Larry Kudlow, the White House director of the National Economic Council, said on Tuesday that the “trip to China” would be a “very good sign.”
The in-person meeting is expected to be led by U.S. Trade Representative Robert Lighthizer. He will be joined by U.S. Treasury Secretary Steven Mnuchin. They will likely meet with Chinese vice premier Liu He. The three were in a round of negotiations back in May before talks broke off suddenly. The U.S. at the time alleged that China was backpedaling on promises it made just as the parties were thought to be close to a final agreement.
A key issue in the negotiations for the U.S. is the protection of intellectual property assets. Following the breakdown of talks, the U.S. imposed a hike in tariffs on Chinese imports known as Tranche 3, raising the duties to 25 percent from 10 percent on $200 billion in Chinese imports.
The Trump administration was planning for an additional tariff of 25 percent on $300 billion of Chinese imports, referred to as Tranche 4, that had been expected to be imposed at the beginning of July. It was a move that had retailers and vendors nervous about the impact on back-to-school and holiday selling seasons. However, an planned meeting between Trump and his Chinese counterpart President Xi Jinping at the G-20 Summit in Osaka on June 29 temporarily tabled the Tranche 4 tariffs so the countries could restart negotiations.
The U.S.-China trade dispute so far has gone on for a year. And while the restart of negotiations is considered a plus for retailers and vendors who hope for a resolution, it’s still somewhat of a problem for planning purposes because the two countries could at any time rescind their truce. And if that happens, Tranche 4 would likely go into effect.
The uncertainty impacts how companies plan their businesses, not to mention the potential for higher prices on the consumer front. Before the truce was announced, many retailers said they would need to raise prices, pass along higher costs to consumers or disrupted scheduled inventory flows. For instance, executives at Lululemon Athletica said they were planning to air ship some merchandise to avoid transportation delays and congestion at the ports.

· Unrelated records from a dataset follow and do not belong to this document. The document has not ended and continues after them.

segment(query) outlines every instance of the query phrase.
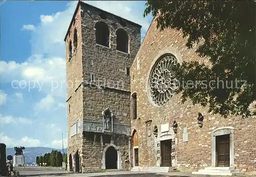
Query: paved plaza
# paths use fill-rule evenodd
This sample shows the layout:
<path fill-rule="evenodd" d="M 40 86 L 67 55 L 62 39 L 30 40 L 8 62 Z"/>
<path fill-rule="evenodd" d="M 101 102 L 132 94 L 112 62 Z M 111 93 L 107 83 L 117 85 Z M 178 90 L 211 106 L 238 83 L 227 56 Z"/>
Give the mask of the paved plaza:
<path fill-rule="evenodd" d="M 192 175 L 191 172 L 154 173 L 135 171 L 110 171 L 94 173 L 74 173 L 62 170 L 29 170 L 20 171 L 20 176 L 64 176 L 64 177 L 186 177 L 186 176 L 222 176 Z M 254 175 L 241 175 L 236 176 L 255 176 Z"/>

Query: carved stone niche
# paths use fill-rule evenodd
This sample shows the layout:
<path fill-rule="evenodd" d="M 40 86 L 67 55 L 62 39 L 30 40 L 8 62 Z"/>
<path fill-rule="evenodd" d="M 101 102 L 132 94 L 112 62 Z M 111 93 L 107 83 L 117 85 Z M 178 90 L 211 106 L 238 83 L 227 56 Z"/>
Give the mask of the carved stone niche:
<path fill-rule="evenodd" d="M 201 113 L 198 113 L 198 117 L 197 118 L 198 121 L 197 123 L 199 124 L 199 127 L 200 128 L 203 127 L 203 120 L 204 120 L 204 116 Z"/>
<path fill-rule="evenodd" d="M 152 120 L 148 120 L 145 121 L 147 136 L 150 137 L 151 136 L 151 122 Z"/>
<path fill-rule="evenodd" d="M 173 130 L 175 133 L 177 133 L 178 130 L 178 123 L 176 122 L 176 120 L 174 120 L 173 124 Z"/>
<path fill-rule="evenodd" d="M 153 134 L 154 134 L 154 135 L 155 135 L 155 136 L 157 138 L 158 134 L 158 129 L 157 129 L 157 127 L 156 125 L 155 125 L 155 127 L 154 128 Z"/>
<path fill-rule="evenodd" d="M 104 131 L 113 132 L 113 119 L 114 112 L 109 108 L 105 109 L 102 112 L 103 116 L 103 127 Z"/>

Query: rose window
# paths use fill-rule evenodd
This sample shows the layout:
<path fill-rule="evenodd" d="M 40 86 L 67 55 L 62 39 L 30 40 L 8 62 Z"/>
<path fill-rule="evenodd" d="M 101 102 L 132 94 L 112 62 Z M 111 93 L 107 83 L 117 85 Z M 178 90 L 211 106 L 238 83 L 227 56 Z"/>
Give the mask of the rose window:
<path fill-rule="evenodd" d="M 157 62 L 151 71 L 149 93 L 152 100 L 157 106 L 166 104 L 174 94 L 176 80 L 172 68 L 177 62 L 173 55 L 165 55 Z"/>

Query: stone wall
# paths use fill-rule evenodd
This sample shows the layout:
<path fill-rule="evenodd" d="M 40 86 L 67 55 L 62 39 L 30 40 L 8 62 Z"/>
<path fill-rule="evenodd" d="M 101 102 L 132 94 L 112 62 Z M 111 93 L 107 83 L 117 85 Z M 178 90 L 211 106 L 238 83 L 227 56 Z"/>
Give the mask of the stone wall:
<path fill-rule="evenodd" d="M 78 7 L 77 13 L 74 16 L 74 20 L 70 24 L 66 39 L 66 72 L 67 97 L 69 98 L 73 94 L 75 89 L 82 81 L 82 45 L 80 8 Z M 77 48 L 75 50 L 74 46 L 74 35 L 75 29 L 77 30 Z M 69 59 L 69 44 L 72 44 L 72 57 Z"/>
<path fill-rule="evenodd" d="M 77 150 L 80 153 L 82 149 L 81 135 L 75 135 L 70 137 L 70 127 L 79 120 L 82 120 L 82 87 L 79 87 L 67 102 L 68 107 L 68 162 L 69 155 L 72 156 L 73 165 L 75 164 L 75 155 Z M 70 104 L 70 111 L 69 109 Z M 68 163 L 68 169 L 69 163 Z M 74 169 L 74 168 L 73 168 Z"/>
<path fill-rule="evenodd" d="M 82 67 L 84 81 L 89 81 L 90 73 L 94 73 L 96 82 L 99 85 L 130 90 L 130 77 L 125 73 L 125 67 L 131 67 L 140 45 L 141 26 L 124 20 L 126 26 L 120 24 L 120 18 L 106 13 L 106 19 L 101 18 L 102 11 L 82 4 L 81 7 L 81 31 L 82 36 Z M 87 12 L 90 11 L 90 13 Z M 96 44 L 95 24 L 102 21 L 109 28 L 110 47 Z M 116 49 L 116 31 L 123 29 L 127 34 L 130 41 L 129 53 Z"/>
<path fill-rule="evenodd" d="M 161 125 L 173 120 L 178 123 L 176 146 L 177 153 L 176 167 L 181 171 L 203 169 L 211 165 L 211 133 L 216 128 L 233 128 L 234 133 L 234 164 L 240 169 L 256 170 L 256 142 L 252 135 L 256 133 L 255 117 L 241 119 L 229 116 L 225 119 L 219 115 L 207 113 L 207 109 L 199 105 L 193 106 L 188 100 L 181 103 L 181 95 L 174 95 L 168 103 L 162 107 L 154 106 L 148 94 L 148 81 L 150 72 L 156 60 L 161 54 L 168 52 L 174 54 L 178 62 L 198 61 L 207 62 L 195 53 L 194 48 L 185 47 L 186 39 L 181 31 L 168 29 L 160 32 L 153 21 L 133 63 L 131 69 L 131 91 L 137 93 L 137 118 L 132 120 L 132 131 L 136 129 L 139 137 L 139 165 L 156 166 L 158 165 L 155 140 L 150 138 L 154 147 L 147 147 L 145 121 L 152 119 L 152 127 L 156 125 L 158 132 Z M 197 124 L 198 112 L 204 117 L 203 126 Z M 183 142 L 183 128 L 187 129 L 188 141 Z M 152 128 L 152 131 L 153 131 Z"/>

David French, senior vice president for government relations at the retail trade organization National Retail Federation, has said that NRF is looking forward to continued progress in the talks so “further tariffs can be avoided and existing ones lifted.” He noted that a tariff would punish American consumers and threaten U.S. jobs, noting that a report prepared for the NRF indicated that new Tranche 4 tariffs would cost Americans $4.4 billion each year for apparel and $2.5 billion for footwear.